Les calèches du Vieux-Québec continuent à faire couler de l’encre

16 septembre 2024

Dans la décision Lavoie-Gagnon c. Travailleurs et travailleuses unis de l’alimentation et du commerce, section locale 501,2024 QCTAT 2642 (j.a. Benoit Roy-Déry), la demanderesse, œuvrant pour Calèches Québec inc, demande la révocation de l’accréditation détenue par le syndicat défendeur en vertu de l’article 41 du Code du travail. 

L’Employeur est une entreprise offrant des tours de calèches, notamment dans le Vieux-Québec. Elle compte à son emploi environ 20 à 25 cochers-guides ou palefreniers qui sont représentés par le syndicat, lequel a obtenu son accréditation en 2016. Après plus d’un an de grève, l’employeur et le syndicat concluent une nouvelle convention collective en août 2019. Survient ensuite la pandémie mondiale en mars 2020, alors que les activités cessent totalement.

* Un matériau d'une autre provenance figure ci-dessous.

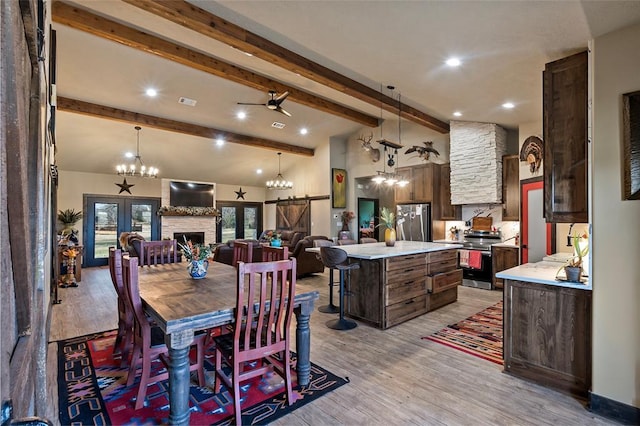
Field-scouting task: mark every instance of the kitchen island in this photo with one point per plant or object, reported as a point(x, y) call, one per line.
point(395, 284)
point(547, 327)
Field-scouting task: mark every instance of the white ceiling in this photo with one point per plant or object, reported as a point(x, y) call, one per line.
point(503, 45)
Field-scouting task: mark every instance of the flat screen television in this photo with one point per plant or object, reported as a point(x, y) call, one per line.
point(188, 194)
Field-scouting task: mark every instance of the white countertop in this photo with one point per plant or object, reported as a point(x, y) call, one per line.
point(381, 251)
point(542, 273)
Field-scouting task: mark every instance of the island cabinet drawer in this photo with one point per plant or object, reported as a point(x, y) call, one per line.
point(402, 291)
point(445, 265)
point(442, 256)
point(403, 311)
point(441, 282)
point(404, 275)
point(405, 263)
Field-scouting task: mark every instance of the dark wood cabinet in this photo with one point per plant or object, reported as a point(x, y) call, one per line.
point(502, 257)
point(565, 139)
point(443, 210)
point(420, 187)
point(547, 335)
point(510, 188)
point(387, 292)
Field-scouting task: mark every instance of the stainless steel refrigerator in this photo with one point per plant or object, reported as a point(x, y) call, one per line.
point(413, 222)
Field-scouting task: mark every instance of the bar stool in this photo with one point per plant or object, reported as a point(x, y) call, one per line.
point(336, 258)
point(330, 308)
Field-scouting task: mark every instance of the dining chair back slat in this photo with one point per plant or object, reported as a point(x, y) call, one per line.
point(124, 338)
point(272, 254)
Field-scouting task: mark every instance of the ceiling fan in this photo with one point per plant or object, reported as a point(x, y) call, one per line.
point(273, 103)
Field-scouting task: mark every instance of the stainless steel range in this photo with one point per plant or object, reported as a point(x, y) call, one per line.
point(478, 241)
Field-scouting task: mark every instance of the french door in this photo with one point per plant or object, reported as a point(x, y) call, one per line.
point(107, 216)
point(239, 220)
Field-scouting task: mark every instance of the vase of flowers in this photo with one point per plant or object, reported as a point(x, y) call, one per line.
point(573, 268)
point(347, 217)
point(197, 256)
point(388, 220)
point(69, 218)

Puis, vers la fin de l’année 2020, les calèches du Vieux-Québec reçoivent une mauvaise presse lorsque la Ville de Québec exproprie l’écurie de l’employeur.

Au mois d’avril 2023, l’employeur fait parvenir aux quelques employés mis à pied depuis mars 2020 un avis de fin d’emploi.

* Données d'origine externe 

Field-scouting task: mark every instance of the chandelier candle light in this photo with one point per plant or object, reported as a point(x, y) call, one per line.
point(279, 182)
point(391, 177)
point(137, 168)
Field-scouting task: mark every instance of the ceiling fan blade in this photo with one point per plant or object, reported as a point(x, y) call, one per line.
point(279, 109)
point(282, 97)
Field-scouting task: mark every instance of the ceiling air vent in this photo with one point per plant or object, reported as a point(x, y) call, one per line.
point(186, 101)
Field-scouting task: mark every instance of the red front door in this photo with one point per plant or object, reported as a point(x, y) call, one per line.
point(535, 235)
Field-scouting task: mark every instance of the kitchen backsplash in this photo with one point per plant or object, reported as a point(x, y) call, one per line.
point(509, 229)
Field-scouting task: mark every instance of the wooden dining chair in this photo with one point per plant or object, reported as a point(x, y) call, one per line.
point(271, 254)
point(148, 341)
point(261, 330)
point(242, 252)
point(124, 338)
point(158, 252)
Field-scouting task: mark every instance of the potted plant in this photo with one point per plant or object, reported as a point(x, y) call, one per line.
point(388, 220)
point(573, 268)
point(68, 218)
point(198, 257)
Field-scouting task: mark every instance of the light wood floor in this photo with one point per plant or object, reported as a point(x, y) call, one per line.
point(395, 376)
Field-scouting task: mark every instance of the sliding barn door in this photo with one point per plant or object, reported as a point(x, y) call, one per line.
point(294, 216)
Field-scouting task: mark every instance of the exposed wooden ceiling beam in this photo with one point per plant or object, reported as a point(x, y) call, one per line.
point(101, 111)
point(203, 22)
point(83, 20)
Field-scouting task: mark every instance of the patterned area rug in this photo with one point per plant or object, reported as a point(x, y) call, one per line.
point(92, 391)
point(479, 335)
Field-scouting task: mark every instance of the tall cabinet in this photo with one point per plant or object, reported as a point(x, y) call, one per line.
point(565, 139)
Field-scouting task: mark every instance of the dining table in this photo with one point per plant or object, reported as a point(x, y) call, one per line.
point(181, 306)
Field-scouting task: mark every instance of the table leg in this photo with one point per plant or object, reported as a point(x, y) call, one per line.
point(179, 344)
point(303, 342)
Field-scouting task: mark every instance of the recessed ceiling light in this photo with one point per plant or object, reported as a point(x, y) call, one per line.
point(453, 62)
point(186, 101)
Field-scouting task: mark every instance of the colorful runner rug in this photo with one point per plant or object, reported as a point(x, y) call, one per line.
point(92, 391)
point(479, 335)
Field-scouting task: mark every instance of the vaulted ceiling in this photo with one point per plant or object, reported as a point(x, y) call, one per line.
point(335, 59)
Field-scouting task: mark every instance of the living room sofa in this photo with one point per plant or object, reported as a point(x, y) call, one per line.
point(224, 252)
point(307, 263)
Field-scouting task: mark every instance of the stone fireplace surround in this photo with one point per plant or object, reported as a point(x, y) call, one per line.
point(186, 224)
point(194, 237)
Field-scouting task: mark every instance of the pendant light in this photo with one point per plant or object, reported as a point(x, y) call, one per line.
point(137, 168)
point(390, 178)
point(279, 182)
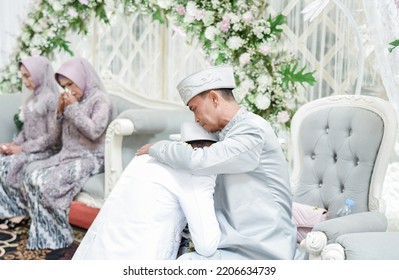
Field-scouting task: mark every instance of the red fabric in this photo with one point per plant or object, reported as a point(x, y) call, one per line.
point(82, 215)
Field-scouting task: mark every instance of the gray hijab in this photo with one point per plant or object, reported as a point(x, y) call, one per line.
point(42, 73)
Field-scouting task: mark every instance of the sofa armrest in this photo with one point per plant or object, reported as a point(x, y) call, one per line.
point(153, 123)
point(113, 168)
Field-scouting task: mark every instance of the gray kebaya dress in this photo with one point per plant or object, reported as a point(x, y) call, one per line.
point(51, 184)
point(252, 197)
point(34, 138)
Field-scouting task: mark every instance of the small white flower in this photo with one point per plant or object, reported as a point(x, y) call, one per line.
point(264, 49)
point(262, 101)
point(21, 115)
point(35, 52)
point(283, 116)
point(235, 42)
point(72, 12)
point(191, 9)
point(211, 32)
point(264, 81)
point(57, 7)
point(244, 59)
point(247, 17)
point(25, 36)
point(209, 18)
point(188, 19)
point(165, 4)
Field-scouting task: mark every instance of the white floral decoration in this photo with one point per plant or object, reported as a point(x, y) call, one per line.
point(237, 32)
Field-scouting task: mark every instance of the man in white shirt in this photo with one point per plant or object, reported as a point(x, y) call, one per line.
point(253, 200)
point(143, 217)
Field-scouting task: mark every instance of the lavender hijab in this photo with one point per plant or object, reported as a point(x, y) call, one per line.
point(82, 73)
point(42, 73)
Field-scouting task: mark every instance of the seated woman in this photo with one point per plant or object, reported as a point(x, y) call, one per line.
point(83, 114)
point(143, 217)
point(34, 141)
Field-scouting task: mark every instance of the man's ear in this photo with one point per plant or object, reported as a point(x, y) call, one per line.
point(213, 96)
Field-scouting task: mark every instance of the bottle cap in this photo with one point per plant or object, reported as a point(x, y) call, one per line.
point(349, 202)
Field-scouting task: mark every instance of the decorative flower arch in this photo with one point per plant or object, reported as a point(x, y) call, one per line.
point(236, 32)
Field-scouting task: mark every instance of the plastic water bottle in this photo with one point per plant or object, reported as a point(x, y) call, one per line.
point(346, 209)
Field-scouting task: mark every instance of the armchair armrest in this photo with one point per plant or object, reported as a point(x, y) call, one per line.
point(370, 245)
point(153, 123)
point(359, 222)
point(320, 243)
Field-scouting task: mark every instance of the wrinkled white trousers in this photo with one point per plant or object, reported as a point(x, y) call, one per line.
point(145, 213)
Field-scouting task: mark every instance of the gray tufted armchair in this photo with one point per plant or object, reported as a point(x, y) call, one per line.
point(341, 149)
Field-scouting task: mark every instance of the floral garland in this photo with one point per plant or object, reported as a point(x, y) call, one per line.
point(235, 32)
point(44, 32)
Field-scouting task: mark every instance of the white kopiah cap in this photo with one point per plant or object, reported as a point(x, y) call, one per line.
point(211, 78)
point(192, 131)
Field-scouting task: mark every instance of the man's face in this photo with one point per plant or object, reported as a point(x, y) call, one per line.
point(205, 112)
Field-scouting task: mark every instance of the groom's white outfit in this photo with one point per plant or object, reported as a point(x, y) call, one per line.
point(147, 210)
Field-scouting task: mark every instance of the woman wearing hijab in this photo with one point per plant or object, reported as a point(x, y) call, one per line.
point(83, 114)
point(34, 142)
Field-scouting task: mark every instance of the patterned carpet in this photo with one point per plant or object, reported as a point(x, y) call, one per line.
point(13, 246)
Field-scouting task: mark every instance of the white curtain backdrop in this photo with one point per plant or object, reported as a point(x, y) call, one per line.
point(11, 15)
point(383, 21)
point(326, 44)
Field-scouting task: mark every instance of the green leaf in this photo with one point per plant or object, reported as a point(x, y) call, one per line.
point(274, 24)
point(292, 76)
point(394, 44)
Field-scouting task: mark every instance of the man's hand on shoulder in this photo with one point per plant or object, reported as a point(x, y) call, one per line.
point(144, 150)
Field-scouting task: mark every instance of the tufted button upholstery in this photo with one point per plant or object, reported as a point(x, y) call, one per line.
point(342, 145)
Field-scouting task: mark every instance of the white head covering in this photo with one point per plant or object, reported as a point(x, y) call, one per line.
point(82, 73)
point(192, 131)
point(212, 78)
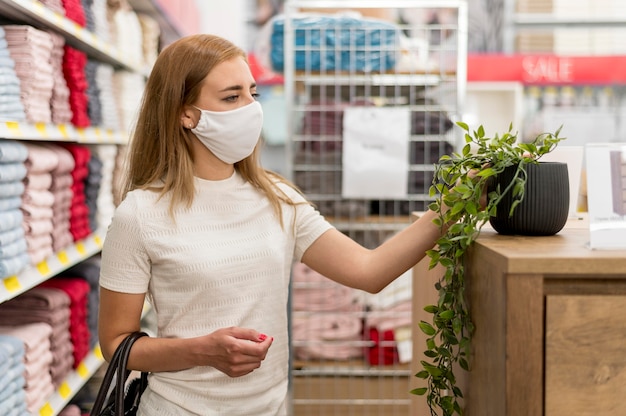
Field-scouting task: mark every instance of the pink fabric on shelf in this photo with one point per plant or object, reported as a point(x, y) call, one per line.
point(40, 159)
point(38, 180)
point(396, 316)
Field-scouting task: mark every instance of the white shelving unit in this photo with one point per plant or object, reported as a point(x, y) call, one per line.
point(392, 56)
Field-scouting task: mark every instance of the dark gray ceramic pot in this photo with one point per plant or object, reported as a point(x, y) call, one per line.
point(545, 207)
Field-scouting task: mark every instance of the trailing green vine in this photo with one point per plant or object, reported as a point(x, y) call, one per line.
point(458, 189)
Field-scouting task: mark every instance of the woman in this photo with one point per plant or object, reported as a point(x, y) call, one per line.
point(210, 237)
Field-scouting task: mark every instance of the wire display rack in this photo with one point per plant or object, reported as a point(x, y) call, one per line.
point(373, 89)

Pourtant, vers le mois de juillet 2023 et plus tard, en décembre 2023 et janvier 2024, le propriétaire de l’entreprise utilise les services de Mme Lavoie-Gagnon, sa conjointe, afin d’effectuer quelques remplacements à titre d’aide-tramway. Elle est finalement embauchée comme cochère-guide le 1er février 2024, avec le salaire afférent à cette fonction, malgré son absence de qualification (qu’elle n’obtient que le 21 mars 2024). Ne voulant pas payer de cotisations syndicales, c’est dans ce contexte que Mme Lavoie-Gagnon saisit le tribunal pour faire annuler l’accréditation, le 1er mars 2024.

Le Tribunal souligne avec justesse que l’accréditation est d’ordre public et qu’il en est le gardien. Le juge administratif Benoit Roy-Déry motive sa décision en étayant que le syndicat existe toujours, bien que les activités de l’entreprise aient cessé durant un bout de temps. D’ailleurs, il note qu’en février 2024, le syndicat a fait un suivi auprès de l’employeur pour connaitre la situation d’emploi qui prévalait.

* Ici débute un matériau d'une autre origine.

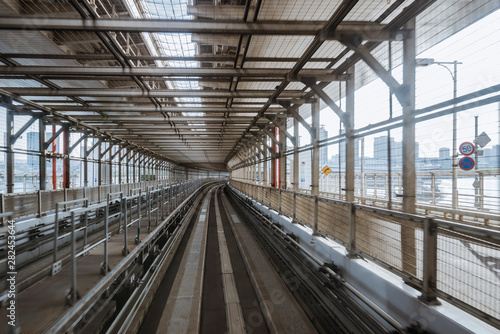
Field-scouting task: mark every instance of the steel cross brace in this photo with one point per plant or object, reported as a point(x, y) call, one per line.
point(353, 42)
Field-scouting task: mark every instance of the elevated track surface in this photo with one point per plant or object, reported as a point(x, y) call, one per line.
point(213, 265)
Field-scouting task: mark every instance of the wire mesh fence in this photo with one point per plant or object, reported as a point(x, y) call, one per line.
point(468, 272)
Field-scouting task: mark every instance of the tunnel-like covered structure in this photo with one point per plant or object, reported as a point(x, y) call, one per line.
point(371, 124)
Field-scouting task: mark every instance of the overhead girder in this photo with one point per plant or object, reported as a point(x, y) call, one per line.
point(282, 127)
point(262, 141)
point(208, 58)
point(333, 23)
point(54, 116)
point(55, 135)
point(353, 42)
point(25, 127)
point(311, 83)
point(192, 119)
point(269, 134)
point(170, 93)
point(294, 110)
point(159, 109)
point(369, 30)
point(85, 135)
point(322, 75)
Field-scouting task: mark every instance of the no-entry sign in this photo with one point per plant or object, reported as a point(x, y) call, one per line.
point(466, 148)
point(466, 163)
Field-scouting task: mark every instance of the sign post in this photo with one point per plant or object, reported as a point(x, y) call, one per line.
point(466, 163)
point(466, 148)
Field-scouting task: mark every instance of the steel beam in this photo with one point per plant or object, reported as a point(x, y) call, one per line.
point(311, 83)
point(157, 93)
point(296, 115)
point(24, 128)
point(153, 109)
point(401, 91)
point(207, 58)
point(282, 127)
point(55, 135)
point(70, 71)
point(350, 140)
point(193, 26)
point(10, 152)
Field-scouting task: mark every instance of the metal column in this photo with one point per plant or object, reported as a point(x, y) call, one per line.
point(66, 160)
point(85, 163)
point(350, 141)
point(315, 160)
point(10, 153)
point(315, 150)
point(409, 177)
point(99, 165)
point(42, 168)
point(283, 158)
point(264, 171)
point(296, 155)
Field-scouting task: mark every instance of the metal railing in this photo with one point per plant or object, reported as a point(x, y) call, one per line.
point(41, 202)
point(440, 258)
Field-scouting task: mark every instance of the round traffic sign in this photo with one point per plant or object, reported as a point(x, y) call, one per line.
point(466, 148)
point(466, 163)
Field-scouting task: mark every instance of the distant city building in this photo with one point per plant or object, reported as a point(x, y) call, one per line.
point(444, 153)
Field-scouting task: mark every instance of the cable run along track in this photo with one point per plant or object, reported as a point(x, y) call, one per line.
point(220, 281)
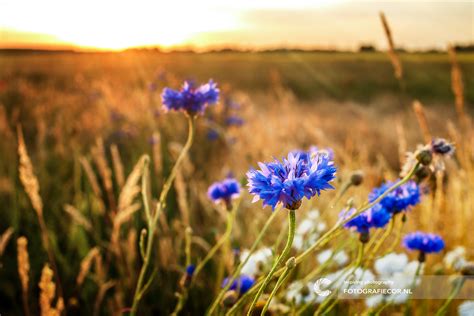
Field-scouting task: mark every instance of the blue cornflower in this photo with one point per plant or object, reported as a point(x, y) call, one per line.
point(441, 146)
point(241, 285)
point(234, 121)
point(212, 135)
point(225, 191)
point(189, 99)
point(400, 199)
point(190, 270)
point(290, 180)
point(375, 217)
point(424, 242)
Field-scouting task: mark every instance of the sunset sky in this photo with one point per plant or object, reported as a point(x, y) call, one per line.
point(344, 24)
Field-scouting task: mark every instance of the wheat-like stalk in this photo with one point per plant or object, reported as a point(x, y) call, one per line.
point(4, 239)
point(100, 160)
point(118, 166)
point(86, 264)
point(397, 65)
point(47, 294)
point(422, 122)
point(157, 159)
point(402, 142)
point(27, 176)
point(126, 206)
point(23, 270)
point(77, 216)
point(456, 83)
point(91, 177)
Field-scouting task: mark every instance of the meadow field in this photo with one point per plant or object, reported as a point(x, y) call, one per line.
point(88, 153)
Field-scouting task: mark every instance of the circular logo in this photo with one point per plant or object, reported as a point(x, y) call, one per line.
point(322, 283)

Reste alors à déterminer si le syndicat détient la majorité absolue des salariés compris dans l’unité de négociation.  Pour ce faire, le Tribunal devait se demander si des salariés travaillent actuellement pour l’employeur. En l’absence de salariés, l’accréditation ne peut être révoquée. Ce n’est pas le cas en l’occurrence : la conjointe du propriétaire arbore bel et bien le statut de salariée. Il importe donc d’analyser la volonté réelle des salariés de voir l’accréditation révoquée, eu égard aux gestes posés par l’employeur.  Au moment où Mme Lavoie-Gagnon demande la révocation, elle n’est pas cochère-guide ni palefrenière. Le Tribunal doute donc de cette volonté réelle.

Le Tribunal se montre catégorique et tranchant : « Faire droit à la requête dans de telles circonstances permettrait à un employeur de profiter d’une situation qu’il a lui-même créée. En effet, un employeur pourrait, après un arrêt complet de ses activités, les reprendre de façon minimale en faisant travailler un seul de ses sympathisants et ainsi créer les conditions lui permettant d’obtenir la révocation d’une accréditation. Pour le Tribunal, une telle façon d’agir ne respecte pas l’économie du Code. »

La requête en révocation est rejetée. Le Tribunal conclut que l’employeur a utilisé un stratagème afin de se départir du syndicat.